His instinct was to repeat the exclamation which he felt represented his feelings very exactly, for her appearance--clothes, expression, everything--astonished him, but he doubted whether it would well bear repeating. "Is this where you are staying?" he inquired instead.
"Yes," said Priscilla.
"May I come in?"
"Yes," said Priscilla.
He followed her into her parlour. He looked at her critically as she walked slowly before him, from head to foot he looked at her critically; at every inch of the shabby serge gown, at the little head with its badly arranged hair, at the little heel that caught in an unmended bit of braid, at the little shoe with its bow of frayed ribbon, and he smiled broadly behind his moustache.
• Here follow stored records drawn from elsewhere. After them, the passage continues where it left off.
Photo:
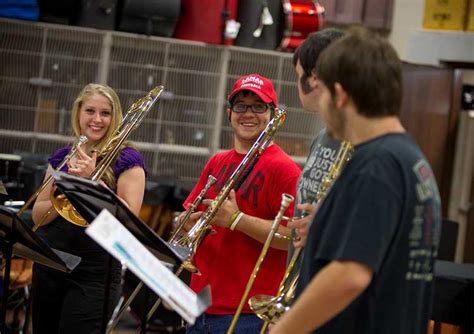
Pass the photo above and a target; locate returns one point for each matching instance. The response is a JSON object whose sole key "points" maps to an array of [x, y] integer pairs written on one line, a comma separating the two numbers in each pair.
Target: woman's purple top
{"points": [[128, 158], [71, 238]]}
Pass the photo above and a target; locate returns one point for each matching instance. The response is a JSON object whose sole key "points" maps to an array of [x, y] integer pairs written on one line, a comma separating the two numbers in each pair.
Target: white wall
{"points": [[407, 18], [430, 47]]}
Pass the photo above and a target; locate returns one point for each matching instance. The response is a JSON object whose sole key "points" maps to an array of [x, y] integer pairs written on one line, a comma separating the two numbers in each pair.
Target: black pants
{"points": [[72, 303]]}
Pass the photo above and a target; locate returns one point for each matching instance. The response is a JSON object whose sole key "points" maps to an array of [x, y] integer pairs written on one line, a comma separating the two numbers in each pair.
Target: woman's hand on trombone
{"points": [[82, 164], [301, 224]]}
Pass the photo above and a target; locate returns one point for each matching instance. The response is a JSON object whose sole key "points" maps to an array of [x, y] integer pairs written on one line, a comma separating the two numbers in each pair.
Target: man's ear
{"points": [[312, 81], [341, 98]]}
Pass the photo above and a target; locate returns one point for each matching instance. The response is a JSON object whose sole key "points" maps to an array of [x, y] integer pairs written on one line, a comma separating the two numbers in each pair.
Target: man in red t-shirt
{"points": [[226, 258]]}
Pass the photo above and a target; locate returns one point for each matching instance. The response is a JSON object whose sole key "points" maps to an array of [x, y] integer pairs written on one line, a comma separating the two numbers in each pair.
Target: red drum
{"points": [[301, 18]]}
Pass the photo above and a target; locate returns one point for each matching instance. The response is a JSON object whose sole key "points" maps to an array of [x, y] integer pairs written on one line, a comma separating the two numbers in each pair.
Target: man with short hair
{"points": [[324, 148], [369, 256]]}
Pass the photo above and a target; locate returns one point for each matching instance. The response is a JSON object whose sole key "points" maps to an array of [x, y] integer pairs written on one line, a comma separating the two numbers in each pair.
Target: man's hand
{"points": [[301, 225], [225, 211]]}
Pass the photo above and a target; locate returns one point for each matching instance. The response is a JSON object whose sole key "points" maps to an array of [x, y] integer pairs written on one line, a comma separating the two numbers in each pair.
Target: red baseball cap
{"points": [[256, 84]]}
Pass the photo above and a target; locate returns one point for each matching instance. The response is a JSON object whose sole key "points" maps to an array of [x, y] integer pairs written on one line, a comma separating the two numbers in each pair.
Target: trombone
{"points": [[271, 308], [81, 141], [190, 210], [286, 200]]}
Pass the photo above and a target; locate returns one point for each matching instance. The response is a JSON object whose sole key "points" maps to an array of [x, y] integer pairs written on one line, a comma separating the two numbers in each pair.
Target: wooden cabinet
{"points": [[370, 13]]}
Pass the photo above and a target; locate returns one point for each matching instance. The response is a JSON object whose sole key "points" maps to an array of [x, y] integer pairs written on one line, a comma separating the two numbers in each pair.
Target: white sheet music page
{"points": [[108, 232]]}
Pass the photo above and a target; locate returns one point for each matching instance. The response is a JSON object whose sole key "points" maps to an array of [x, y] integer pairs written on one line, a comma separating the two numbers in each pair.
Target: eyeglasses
{"points": [[258, 108]]}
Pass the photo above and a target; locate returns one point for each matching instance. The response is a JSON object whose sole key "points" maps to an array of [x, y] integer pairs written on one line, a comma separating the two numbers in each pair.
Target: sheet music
{"points": [[108, 232]]}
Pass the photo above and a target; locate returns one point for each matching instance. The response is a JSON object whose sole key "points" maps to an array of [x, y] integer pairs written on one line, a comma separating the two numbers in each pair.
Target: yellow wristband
{"points": [[236, 221], [233, 217]]}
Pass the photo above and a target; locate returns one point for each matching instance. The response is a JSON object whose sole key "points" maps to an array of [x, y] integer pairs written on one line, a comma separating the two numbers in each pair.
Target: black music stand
{"points": [[17, 238], [89, 198]]}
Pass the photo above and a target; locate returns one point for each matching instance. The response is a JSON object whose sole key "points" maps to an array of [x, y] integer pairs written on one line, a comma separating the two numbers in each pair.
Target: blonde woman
{"points": [[73, 302]]}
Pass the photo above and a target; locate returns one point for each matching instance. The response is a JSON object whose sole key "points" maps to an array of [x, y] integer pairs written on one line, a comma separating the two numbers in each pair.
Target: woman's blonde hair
{"points": [[109, 93]]}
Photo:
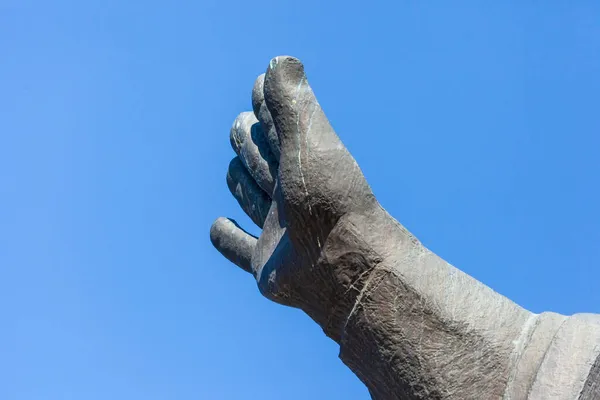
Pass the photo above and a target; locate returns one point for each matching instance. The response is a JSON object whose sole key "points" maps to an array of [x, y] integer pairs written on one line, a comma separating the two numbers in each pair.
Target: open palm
{"points": [[296, 180]]}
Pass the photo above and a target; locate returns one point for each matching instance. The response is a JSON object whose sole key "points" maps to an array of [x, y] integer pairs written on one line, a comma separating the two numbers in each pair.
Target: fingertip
{"points": [[258, 96], [241, 125], [233, 242]]}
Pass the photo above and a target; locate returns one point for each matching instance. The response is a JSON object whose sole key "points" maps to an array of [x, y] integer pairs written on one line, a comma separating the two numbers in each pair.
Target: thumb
{"points": [[296, 113]]}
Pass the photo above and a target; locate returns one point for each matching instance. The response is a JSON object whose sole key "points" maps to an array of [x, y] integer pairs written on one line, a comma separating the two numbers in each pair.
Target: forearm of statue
{"points": [[410, 325], [422, 329]]}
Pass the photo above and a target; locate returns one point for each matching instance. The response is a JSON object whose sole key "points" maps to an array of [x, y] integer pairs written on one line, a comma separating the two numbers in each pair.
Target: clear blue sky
{"points": [[476, 124]]}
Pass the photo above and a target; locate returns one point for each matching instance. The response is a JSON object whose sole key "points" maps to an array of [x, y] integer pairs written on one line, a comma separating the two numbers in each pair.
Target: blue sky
{"points": [[476, 124]]}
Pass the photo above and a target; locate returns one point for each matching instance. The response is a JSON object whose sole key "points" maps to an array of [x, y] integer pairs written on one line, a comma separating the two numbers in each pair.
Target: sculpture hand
{"points": [[297, 181]]}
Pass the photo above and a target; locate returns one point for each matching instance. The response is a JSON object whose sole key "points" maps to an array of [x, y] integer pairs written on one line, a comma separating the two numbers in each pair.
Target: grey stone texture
{"points": [[410, 325]]}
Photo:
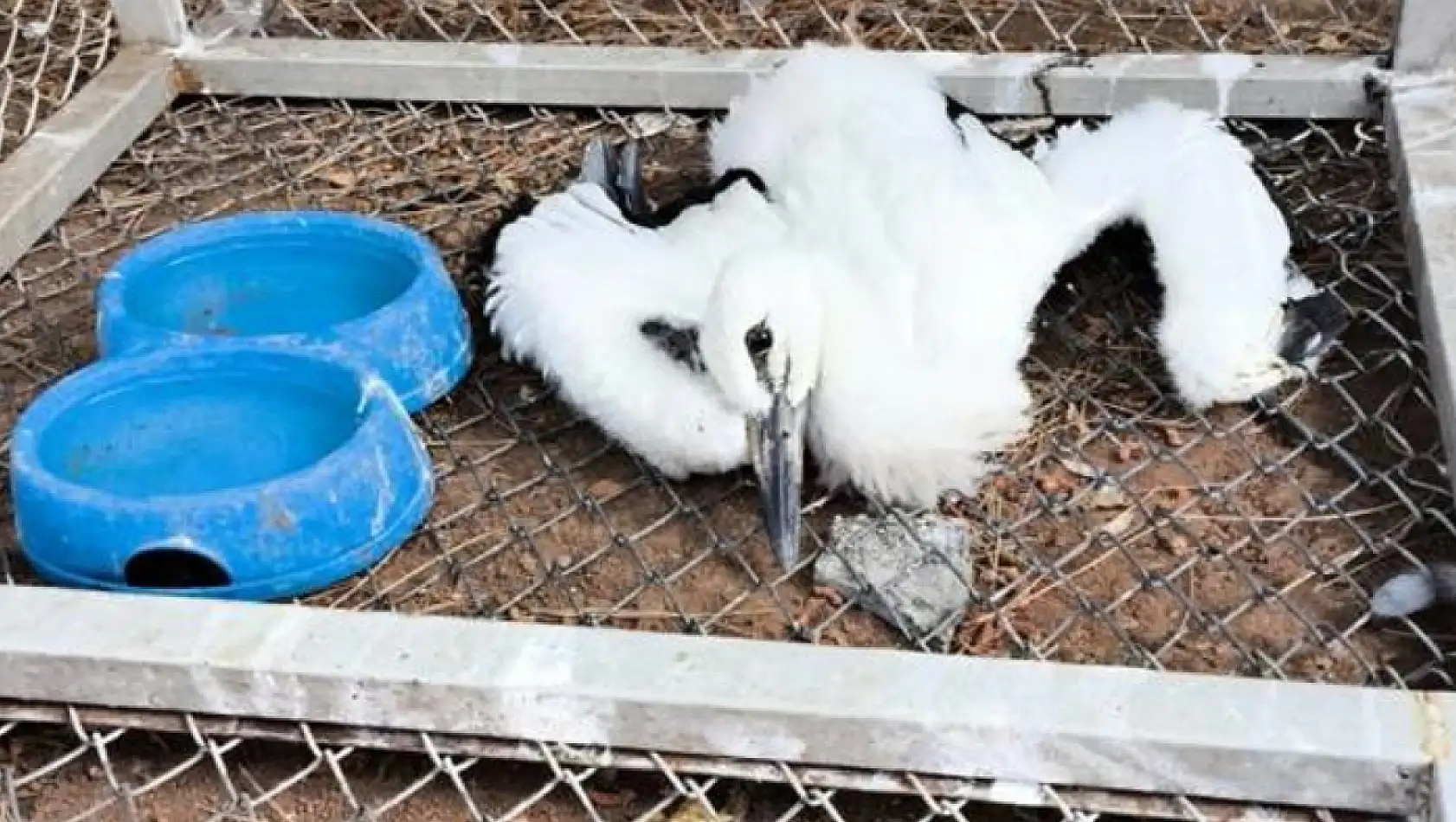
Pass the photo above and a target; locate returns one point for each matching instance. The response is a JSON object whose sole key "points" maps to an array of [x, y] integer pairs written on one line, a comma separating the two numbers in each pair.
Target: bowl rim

But when she turned round he was perfectly solemn.
"I suppose," said the Prince, putting his hands in his pockets and gazing about the room with an appearance of cheerful interest, "this is what one calls a snug little place."
Priscilla stood silent. She felt as though she had been shaken abruptly out of sleep. Her face even now after the soul-rending time she had been having, in spite of the shadows beneath the eyes, the droop at the corners of the mouth, in spite, too, it must be said of the flagrantly cottage fashion in which Annalise had done her hair, seemed to the Prince so extremely beautiful, so absolutely the face of his dearest, best desires, so limpid, apart from all grace of colouring and happy circumstance of feature, with the light of a sweet and noble nature, so manifestly the outward expression of an indwelling lovely soul, that his eyes, after one glance round the room, fixed themselves upon it and never were able to leave it again.
For a minute or two she stood silent, trying to collect her thoughts, trying to shake off the feeling that she was being called back to life out of a dream. It had not been a dream, she kept telling herself--bad though it was it had not been a dream but the reality; and this man dropped suddenly in to the middle of it from another world, he was the dream, part of the dream she had rebelled against and run away from a fortnight before.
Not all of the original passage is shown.